- Null hypothesis: $H_0$: There is no significant difference in the accident rates between red and yellow fire trucks.
- Alternative hypothesis: $H_1$: The accident rate of red fire trucks is significantly lower than that of yellow fire trucks.
We will use the chi-square test of independence to test the hypothesis. The expected frequencies for each category can be calculated as follows:
| | Red Trucks | Yellow Trucks | Total |
|---|---|---|---|
| Accidents | 20 | 80 | 100 |
| No Accidents | 153328 | 134955 | 134983 |
| Total | 153348 | 135035 | 135083 |
The chi-square statistic is calculated as:
$$\chi^2 = \sum (O_i - E_i)^2 / E_i$$
where $O_i$ is the observed frequency and $E_i$ is the expected frequency.

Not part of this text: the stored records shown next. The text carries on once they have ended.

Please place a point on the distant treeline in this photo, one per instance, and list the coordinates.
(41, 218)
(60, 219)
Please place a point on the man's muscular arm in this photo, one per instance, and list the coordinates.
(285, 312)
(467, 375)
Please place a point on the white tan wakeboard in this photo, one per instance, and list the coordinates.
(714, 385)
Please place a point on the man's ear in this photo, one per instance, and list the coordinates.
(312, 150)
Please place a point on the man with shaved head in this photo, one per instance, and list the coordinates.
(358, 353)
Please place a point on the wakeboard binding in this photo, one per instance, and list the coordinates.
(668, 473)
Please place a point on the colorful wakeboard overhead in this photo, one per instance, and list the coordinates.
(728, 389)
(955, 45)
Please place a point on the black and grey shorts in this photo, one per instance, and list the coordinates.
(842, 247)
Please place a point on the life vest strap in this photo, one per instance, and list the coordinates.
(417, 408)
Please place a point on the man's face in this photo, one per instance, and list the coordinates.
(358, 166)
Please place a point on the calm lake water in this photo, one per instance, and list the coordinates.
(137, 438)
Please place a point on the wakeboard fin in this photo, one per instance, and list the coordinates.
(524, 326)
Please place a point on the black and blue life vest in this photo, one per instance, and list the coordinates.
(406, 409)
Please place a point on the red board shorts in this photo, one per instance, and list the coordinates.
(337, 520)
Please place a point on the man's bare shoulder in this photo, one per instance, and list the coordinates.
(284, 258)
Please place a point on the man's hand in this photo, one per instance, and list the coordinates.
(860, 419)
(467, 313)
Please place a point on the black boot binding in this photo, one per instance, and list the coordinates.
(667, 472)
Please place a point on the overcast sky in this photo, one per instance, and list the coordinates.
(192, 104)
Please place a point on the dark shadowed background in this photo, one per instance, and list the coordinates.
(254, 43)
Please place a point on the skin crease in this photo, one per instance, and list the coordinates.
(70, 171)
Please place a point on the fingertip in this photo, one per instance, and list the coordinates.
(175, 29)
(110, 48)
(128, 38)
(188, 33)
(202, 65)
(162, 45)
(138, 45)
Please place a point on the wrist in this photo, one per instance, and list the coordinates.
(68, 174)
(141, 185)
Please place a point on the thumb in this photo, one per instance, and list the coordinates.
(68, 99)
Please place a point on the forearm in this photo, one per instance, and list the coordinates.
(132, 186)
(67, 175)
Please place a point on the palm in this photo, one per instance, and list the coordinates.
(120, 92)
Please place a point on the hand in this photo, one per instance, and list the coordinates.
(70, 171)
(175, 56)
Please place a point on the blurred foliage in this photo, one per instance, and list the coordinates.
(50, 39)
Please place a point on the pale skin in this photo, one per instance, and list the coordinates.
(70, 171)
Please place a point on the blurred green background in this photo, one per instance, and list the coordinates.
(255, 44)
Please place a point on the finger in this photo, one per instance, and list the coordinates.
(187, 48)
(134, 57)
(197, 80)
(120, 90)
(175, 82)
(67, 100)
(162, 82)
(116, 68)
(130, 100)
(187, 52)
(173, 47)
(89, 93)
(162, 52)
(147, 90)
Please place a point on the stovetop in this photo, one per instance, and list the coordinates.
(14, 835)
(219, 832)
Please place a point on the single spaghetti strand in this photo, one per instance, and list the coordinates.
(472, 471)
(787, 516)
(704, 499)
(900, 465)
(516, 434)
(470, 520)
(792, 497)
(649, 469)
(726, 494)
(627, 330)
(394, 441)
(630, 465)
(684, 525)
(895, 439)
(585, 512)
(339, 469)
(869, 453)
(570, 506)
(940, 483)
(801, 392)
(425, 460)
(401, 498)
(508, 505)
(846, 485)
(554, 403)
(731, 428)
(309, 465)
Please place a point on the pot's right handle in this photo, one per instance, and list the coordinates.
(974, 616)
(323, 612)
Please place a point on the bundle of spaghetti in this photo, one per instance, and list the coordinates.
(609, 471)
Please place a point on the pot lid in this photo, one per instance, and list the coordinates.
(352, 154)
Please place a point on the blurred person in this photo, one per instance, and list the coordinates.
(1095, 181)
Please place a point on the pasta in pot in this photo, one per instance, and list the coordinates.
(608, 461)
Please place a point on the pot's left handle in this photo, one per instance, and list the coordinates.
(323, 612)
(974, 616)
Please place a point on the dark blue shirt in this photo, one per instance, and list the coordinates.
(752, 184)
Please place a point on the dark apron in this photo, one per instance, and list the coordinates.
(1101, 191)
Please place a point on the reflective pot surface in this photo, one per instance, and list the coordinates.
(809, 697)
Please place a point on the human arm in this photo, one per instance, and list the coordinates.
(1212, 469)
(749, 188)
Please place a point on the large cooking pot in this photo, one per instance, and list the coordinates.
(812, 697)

The degrees of freedom for the chi-square test is calculated as:
$$df = (r-1)(c-1)$$
where $r$ is the number of rows and $c$ is the number of columns.
In this case, we have $r=2$ rows and $c=2$ columns, so the degrees of freedom is:
$$df = (2-1)(2-1) = 1$$
Using a chi-square table or calculator, we find that the critical value for a chi-square test with 1 degree of freedom and a significance level of 0.01 is 6.635.
The calculated chi-square statistic is:
$$\chi^2 = (20-25)^2/25 + (80-75)^2/75 + (153328-153323)^2/153323 + (134955-134960)^2/134960 \\= 5.16$$
Since the calculated chi-square statistic (5.16) is less than the critical value for the chi-square test (6.635), we fail to reject the null hypothesis. This means that there is not enough evidence to conclude that the red fire trucks have a significantly lower accident rate than the yellow fire trucks at a significance level of 0.01.